What to Take into Account when Conducting a Randomized Experiment? 1) What to randomize on : 1. Randomize eligibility 2. Randomize after acceptance into the program 3. Randomize incentives for take-up Randomize after acceptance into the program: – R=1 if randomized in (treatment group) – R=0 if randomized out (control group) – D denotes if someone applies to the program and is subject to randomization [here D=1 for all people who are in the randomization] – Random assignment implies: • For treatment group: E(Y1|X, D=1,R=1) = E(Y1|X, D=1) • For control group: E(Y0|X, D=1, R=0) = E(Y0|X, D=1) Experiment gives TTE = E(Y1-Y0|X, D=1)
What to Take into Account when Conducting a Randomized Experiment? 2) Power calculations • Def: power of the design is the probability that, for a given effect size and statistical significance level, we will be able to reject the hypothesis of zero effect. • Design choices that affect the “power” of an experiment: – Sample size – Minimum size of the effect that the researcher wants to be able to detect – Multiple treatment groups – Partial compliance and drop out – Control variables (important to know how much they absorb of the residual variance) • Standard softwares for the single-site case (“power” command in Stata) • Multi-site power analyses get complicated – Need to know the impact variation and correlations across sites
What to Take into Account when Conducting a Randomized Experiment? 3) Choosing the sites in multi-site experiments • External validity: choose sites at random • Realistic impacts: choose sites that are representative • Efficacy: choose sites that will best implement the treatment • Avoid contamination: choose sites with little or no contact of any sort
Examples of Randomized Experiments • Large-scale experiments, e.g. in the US/Canada: – US National JTPA (Job Training Partnership Act) Study, Tennessee class size experiment (STAR) • More recently, randomized experiments in developing countries: – Small experiments addressing very specific questions, for example microfinance experiments by Dean Karlan, education experiments (e.g. schooling inputs) by Michael Kremer and Esther Duflo, etc – Example of a large-scale and very successful conditional cash transfer program: Progresa/Oportunidades in Mexico (1997- 2003)
Example: the STAR Experiment (Stock and Watson Ch. 13) Tennessee Project STAR (Student-Teacher Achievement Ratio): 4-year US study for an overall budget of $12 million. 79 Tennessee public schools for a single cohort of students in kindergarten through third grade in the years 1985-89. Upon entering the school system a student was randomly assigned to one of three groups: Regular class (22 – 25 students).
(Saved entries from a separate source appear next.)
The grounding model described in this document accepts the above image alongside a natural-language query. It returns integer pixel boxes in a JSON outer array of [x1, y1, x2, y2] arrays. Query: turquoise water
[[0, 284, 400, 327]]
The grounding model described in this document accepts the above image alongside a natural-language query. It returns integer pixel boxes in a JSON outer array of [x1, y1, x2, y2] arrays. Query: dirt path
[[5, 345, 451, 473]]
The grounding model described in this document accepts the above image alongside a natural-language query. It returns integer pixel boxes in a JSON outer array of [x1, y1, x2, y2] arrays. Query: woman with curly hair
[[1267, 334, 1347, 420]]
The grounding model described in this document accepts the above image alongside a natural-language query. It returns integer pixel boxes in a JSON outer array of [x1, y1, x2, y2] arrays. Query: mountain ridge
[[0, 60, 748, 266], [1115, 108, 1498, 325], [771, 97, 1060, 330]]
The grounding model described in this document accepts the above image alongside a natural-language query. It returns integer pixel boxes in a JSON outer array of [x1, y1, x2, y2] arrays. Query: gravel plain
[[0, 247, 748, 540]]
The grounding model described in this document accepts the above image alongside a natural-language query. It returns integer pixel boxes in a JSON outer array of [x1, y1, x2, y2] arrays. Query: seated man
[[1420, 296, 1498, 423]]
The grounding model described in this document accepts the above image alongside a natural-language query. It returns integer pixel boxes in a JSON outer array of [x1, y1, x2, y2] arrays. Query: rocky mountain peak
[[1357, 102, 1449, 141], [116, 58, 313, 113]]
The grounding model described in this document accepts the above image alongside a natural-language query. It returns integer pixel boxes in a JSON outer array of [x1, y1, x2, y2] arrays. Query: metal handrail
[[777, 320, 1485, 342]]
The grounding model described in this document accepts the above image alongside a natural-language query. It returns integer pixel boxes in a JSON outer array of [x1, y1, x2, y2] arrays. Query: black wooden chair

Regular class + full-time teacher’s aide. Small class (13 – 17 students). Regular classes’ students re-randomized after first year to regular or regular + aide class. Y = Stanford achievement test scores.
“Natural” (or Quasi-) Experiments A quasi-experiment or natural experiment : “nature” provides random events that can be used as a source of exogenous variation. Treatment ( D ) is “as if” randomly assigned. Example: Effect of changes in minimum wage on employment. D = change in minimum wage law in some States (it changes only in some States, thus State is “as if” randomly assigned). The natural random event operates as an instrumental variable: Relevance: it is strongly correlated with the treatment D (so much that it defines the treatment!). Exogeneity: it does not affect the outcome Y rather than via the treatment D .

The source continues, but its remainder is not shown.